In the post-Paris Accord climate world, analysis of theoretical scenarios that have a reasonable likelihood of keeping global temperatures “only” 1.5°C warmer than pre-Industrial have become all the rage (one of the latest examples I’ve seen). I’ve written posts about the mythology associated with 2°C scenarios given the reality of countries’ CO2 emissions historically. Given that reality, 1.5°C scenarios reside further in the realm of fantasy.
The primary reason is the lack of scalable technologies to remove CO2 from the atmosphere. That is not a judgment statement, it is an observation about how things exist in the real world. Theoretical studies have their utility. My ongoing anxiety revolves around policy makers’ dependence on those studies to inform their decision making.
The resources required to deploy global-scale renewable or nuclear energy are mind-boggling enough. If we need to add to that infrastructure additional technologies that remove CO2 from the atmosphere, it strikes me as obvious that we need to be sober about our expectations to do so.
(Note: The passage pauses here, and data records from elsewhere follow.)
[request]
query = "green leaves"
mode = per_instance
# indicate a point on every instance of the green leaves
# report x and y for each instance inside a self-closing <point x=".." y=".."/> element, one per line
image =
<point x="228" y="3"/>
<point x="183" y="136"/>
For the record, decisions like the Canadian government’s to purchase the Kinder Morgan’s Trans Mountain pipeline for C$4.5bn (US$3.45bn) will result in higher future requirements to deploy additional renewable energy and CO2 removal technologies. They make it harder to achieve the already fantastical targets that many climate activists are focused on. The decision ensures that the recent plateau in CO2 emissions will remain a historical anomaly:
Set in the context of future emission scenarios, the decision should be framed more as one that locks us into a warmer global future:
To have any hope of a <2°C world, global CO2 emissions need to peak. They haven not done so as of 2017 and likely will not in 2018 or in the following handful of years, absent some financial or geopolitical disaster. The right hand time series is clear: if we continue emitting anywhere near 35-40 GTCO2 every year, it becomes increasingly likely global temperatures will rise to 3-4°C by 2100.
The difference between 1.5°C and 2°C sounds very small to most people. The impacts of that small difference are actually big:
The impacts are what policy makers are responsible for. And this infographic does not show what impacts are likely at 3°C or 4°C. We can attribute this lack of information to the aforementioned excessive focus on 1.5°C and 2°C by the research community. It will be hard to decide on climate policy moving forward if we are not appropriately informed about the risks that today’s decisions are locking in.